I see two questions here.
1) What is the difference between weights
and parms
in rpart
?
If you look at the code, weights
argument is passed to the model.frame
object, so it should be applied towards each observation of your dataset, just like in lm
.
if (is.data.frame(model)) {
m <- model ## <---- m is defined here
model <- FALSE
}
else {
indx <- match(c("formula", "data", "weights", "subset"),
names(Call), nomatch = 0L)
if (indx[1] == 0L)
stop("a 'formula' argument is required")
temp <- Call[c(1L, indx)]
temp$na.action <- na.action
temp[[1L]] <- quote(stats::model.frame) ## <---- passed to model.frame
m <- eval.parent(temp)
}
Terms <- attr(m, "terms")
if (any(attr(Terms, "order") > 1L))
stop("Trees cannot handle interaction terms")
Y <- model.response(m)
wt <- model.weights(m) ## <---- used as observation weights
On the other hand, parms
is for the class weights, which deals with unbalanced class size.

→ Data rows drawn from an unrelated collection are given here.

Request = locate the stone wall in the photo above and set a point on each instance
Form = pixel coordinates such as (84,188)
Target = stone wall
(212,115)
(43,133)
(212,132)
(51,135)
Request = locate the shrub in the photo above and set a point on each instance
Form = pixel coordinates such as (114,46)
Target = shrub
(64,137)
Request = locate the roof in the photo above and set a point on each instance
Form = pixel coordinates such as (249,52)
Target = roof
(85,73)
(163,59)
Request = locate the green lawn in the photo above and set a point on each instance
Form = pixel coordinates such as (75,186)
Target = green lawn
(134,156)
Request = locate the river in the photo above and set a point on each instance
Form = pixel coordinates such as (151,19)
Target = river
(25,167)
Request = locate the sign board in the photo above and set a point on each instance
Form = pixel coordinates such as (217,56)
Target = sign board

I believe this is what you are looking for.
2) How to use the parms
argument?
If you look at the description of parms
:
For classification splitting, the list can contain any of: the vector of prior probabilities (component prior), ...
Hence, you want to store your prior probability vector in a list with name "prior". The order of probability should be exactly the same as the output of levels(data$y)
, where y
indicates your response variable. For example, you might want to try something like the following:
fit <- rpart(y ~ x1 + x2 + x3, data = data, parms = list(prior = c(0.000066, 1 - 0.000066)))